Kingston is showcasing a new addition to the still-fledging discrete PCIe SSD market with the announcement of the HyperX Predator. The Predator is an M.2 drive slotted into a PCIe Gen 2 x4 adapter card for one simple reason, performance. Sequential read speeds are listed as up to 1,400MB/s and writes at 1,000MB/s. This is well above the capabilities of the 600MB/s theoretical max of the SATA 3.0 port or the 800GB/s max of most M.2 ports found on Z97 motherboards.
The Predator is powered by a Marvell 88SS9293 controller and Tosbhiba’s A19 MLC NAND. Unfortunately, it eschews NVMe support in favor of just AHCI, though given the scarcity of NVMe devices this at least ensures better compatibility. It will be nice to see PCIe 3.0 adoption reaching SSD manufacturers as well as PCIe 3.0 capable M.2 slots from motherboard manufacturers, but I digress.

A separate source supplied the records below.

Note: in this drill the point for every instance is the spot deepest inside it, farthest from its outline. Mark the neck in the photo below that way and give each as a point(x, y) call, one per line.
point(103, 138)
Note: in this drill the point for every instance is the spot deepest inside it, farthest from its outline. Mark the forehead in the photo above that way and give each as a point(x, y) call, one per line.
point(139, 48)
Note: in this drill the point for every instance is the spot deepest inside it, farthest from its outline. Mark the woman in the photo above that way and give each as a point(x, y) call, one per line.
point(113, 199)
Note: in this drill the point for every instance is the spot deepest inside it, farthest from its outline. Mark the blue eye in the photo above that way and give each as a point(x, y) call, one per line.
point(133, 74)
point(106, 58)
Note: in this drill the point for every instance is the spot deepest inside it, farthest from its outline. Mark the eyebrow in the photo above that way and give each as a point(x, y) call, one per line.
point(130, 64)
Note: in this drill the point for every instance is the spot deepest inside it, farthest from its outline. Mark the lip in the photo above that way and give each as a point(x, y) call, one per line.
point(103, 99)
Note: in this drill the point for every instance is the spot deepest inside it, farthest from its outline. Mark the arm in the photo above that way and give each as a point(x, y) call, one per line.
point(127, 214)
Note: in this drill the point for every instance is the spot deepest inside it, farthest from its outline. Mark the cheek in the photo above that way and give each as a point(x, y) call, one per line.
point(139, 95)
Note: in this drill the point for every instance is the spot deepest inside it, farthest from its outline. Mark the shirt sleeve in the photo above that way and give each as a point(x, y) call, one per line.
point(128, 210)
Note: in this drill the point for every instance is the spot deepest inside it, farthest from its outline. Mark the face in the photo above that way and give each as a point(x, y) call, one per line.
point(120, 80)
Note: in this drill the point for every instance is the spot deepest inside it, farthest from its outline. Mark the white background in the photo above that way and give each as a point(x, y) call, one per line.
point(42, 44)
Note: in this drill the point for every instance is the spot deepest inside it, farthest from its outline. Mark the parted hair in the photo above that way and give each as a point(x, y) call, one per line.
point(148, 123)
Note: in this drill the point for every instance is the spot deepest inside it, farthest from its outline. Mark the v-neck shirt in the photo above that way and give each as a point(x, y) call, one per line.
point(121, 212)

The HyperX Predator can be used in just a M.2 port but most M.2 ports still only offer PCIe 2.0 x2 capability; this means performance is capped at a theoretical 1GB/s, closer to 800MB/s in real-world usage. By bundling the M.2 SSD with a half-high, half-length adapter card, Kingston is able to guarantee maximum performance of the drive with the majority mainboards currently on the market, though the model numbers indicate the Predator will also be available as a standalone M.2 drive. A low-profile bracket will also be included with the riser card.
The HyperX Predator will be offered in 240GB, 480GB, and 960GB flavors with availability starting later this quarter. No pricing or detailed performance figures are yet available, but the Predator will include the standard three-year warranty.